Tuesday, September 7, 2021

The Mad Women's Ball

 

 

 

 

 

 

The Mad Women's Ball by Victoria Mas

     After they stopped burning us at the stake they put us in asylums. That was so much easier because the asylums were very legal yet not lethal for maybe years and by then who would know or remember you were even there? It was so easy, you see, to find yourself dropped off by a member of your family at the front steps of an asylum and never given another thought. It didn’t take much.

     Since the 17th century women were “sorted,” as the author says. She tells us first came the poor, the beggars, then the depraved and prostitutes and then later the mad women, the hysterics and simpletons. For some, you only needed to have an opinion and speak it. Yet, for all its ease in dispensing with problem women family members the aristocracy didn’t use the service often because they didn’t want the stigma to follow them into the dinners and drawing rooms. Yet, it did happen.   

     This story takes place in 1885 Paris and Eugenie has been dropped off at the front door of the Hospital Salpetriere by her aristocratic father and reluctant brother. Her “crime?” She can see the dead and made the mistake of telling her trusted grandmother, who told her father and now here she is among the mad or otherwise and examined periodically by a room full of doctors who perform experiments on them in a thinly veiled attempt to cure them.

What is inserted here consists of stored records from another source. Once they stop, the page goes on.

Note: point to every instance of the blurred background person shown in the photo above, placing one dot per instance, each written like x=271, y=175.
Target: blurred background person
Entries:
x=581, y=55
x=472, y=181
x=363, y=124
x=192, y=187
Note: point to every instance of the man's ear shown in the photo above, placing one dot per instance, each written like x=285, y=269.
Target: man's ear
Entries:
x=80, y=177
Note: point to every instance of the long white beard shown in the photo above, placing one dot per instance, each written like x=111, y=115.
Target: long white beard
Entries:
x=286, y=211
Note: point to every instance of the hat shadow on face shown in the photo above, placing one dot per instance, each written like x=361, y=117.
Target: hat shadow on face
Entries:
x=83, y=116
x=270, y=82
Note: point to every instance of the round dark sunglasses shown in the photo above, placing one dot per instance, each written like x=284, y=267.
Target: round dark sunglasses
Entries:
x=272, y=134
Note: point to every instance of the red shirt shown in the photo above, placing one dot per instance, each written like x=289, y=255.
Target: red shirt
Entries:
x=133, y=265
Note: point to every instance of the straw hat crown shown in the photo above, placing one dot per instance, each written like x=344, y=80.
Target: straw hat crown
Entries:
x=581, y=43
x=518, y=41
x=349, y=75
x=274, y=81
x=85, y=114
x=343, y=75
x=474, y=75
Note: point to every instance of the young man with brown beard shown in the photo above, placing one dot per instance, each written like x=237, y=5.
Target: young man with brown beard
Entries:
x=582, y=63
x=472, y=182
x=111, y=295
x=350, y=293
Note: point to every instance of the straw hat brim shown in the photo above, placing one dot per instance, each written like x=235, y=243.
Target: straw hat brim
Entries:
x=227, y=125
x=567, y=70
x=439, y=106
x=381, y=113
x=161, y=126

     Eugenie immediately sees someone very near and dear to Beatrice, one of the nurses at the hospital and yes, it’s hard to believe someone who tells you a deceased loved one is in the room but Eugenie lets the dead speak for themselves and Beatrice has to decide whether to listen.

     The Mad Women’s ball takes place once a year at the beginning of Lent. In the weeks leading up to it the patients are excited with the diversion planning how they would be dressed in gowns of their making or choosing and allowed to mingle with the aristocracy of Paris. The aristocracy is there to gawk. It’s quite the event no matter which side you are on.

      I’m not going to tell you anymore about the story. I read this in two nights. I’m surprised it took that long.